Hi all,
for Week 7's nature writing, the extra stuff beyond the reader is basically just to read the four pages from the Weldon essay, which recently won a national nature writing prize. there are two extracts from the 11 pages, so don't worry that it isn't consecutive. you can hear an interview with Weldon here.
if you can either bring in the in-class writing you did (Tuesday) or the ten minutes' worth of homework on either a place you've been completely alone or in a crowd, that would be good for discussion.
for the pitches - I hope we'll get through everyone but depending on time we may split it between weeks 7 and 8. You do NOT need a piece of writing. the pitch is the very short description of your piece you give to an editor to see if they are willing to take it for their publication. you need to cover:
- a one sentence description ("adventure piece about a disastrous climb of Mt Everest")
- the target audience ("will appeal to people who've dreamed of climbing Everest", or more prosaically, a piece on national dishes of India might appeal to middle aged cook-at-home types)

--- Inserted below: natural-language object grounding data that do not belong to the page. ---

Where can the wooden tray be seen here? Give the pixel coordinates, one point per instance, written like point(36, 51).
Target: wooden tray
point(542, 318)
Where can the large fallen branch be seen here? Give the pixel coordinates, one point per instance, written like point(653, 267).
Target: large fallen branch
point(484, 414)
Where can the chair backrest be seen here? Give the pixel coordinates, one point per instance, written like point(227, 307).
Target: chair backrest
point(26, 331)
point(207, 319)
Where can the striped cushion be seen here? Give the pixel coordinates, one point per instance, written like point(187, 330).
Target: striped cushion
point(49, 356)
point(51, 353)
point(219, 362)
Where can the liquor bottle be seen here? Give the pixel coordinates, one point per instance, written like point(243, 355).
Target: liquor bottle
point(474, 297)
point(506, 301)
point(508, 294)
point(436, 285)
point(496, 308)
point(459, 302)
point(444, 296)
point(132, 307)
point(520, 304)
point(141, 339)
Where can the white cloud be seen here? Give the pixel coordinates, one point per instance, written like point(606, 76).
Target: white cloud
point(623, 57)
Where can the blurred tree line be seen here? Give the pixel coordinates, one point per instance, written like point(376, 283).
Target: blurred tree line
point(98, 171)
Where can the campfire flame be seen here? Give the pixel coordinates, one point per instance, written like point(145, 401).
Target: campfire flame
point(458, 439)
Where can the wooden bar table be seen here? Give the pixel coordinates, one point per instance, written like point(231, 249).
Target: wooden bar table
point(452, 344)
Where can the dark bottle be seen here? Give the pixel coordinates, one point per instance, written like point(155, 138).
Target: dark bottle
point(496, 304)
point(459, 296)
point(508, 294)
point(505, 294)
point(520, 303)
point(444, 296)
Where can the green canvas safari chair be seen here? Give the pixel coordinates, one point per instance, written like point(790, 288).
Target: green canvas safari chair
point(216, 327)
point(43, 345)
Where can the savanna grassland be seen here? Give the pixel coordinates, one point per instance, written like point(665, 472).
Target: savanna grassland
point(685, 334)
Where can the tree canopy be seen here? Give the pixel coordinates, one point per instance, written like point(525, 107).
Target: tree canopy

- two publications you think might take it (say a specialist climbing magazine and a more general magazine like the Weekend Australian - the Indian piece might for instance go into Gourmet Traveller and/or Epicure/a newspaper travel section)
- the themes (not the topic) - in the case of Into Thin Air, personal responsibility, the question of whether commercial climbing has gone too far. this can cover the tone of the piece too: investigative, humorous, personal, interview-based.
- length (number of words)
- supplementary elements (images, graphics, breakout boxes (say a list of deaths on Everest in the past ten year, or prices and services offered by climbing companies)
and an "it's like" pitch; what articles in that publication it resembles, writers whose style you are trying to emulate, a wider debate you feel the piece buys into.
these are all things you need to have in a successful magazine pitch, in one form or another: they make it easier for the editor to picture the resulting piece, and to figure out how it will fit into the template of that particular publication. they also reassure the editor that you know their publication and will write to their style and audience.
if you end up not writing the piece you pitch, that's OK.
After the break we only have four more weeks; anyone who is ready to workshop a longer folio piece will be welcome to volunteer to distribute it in Week 8.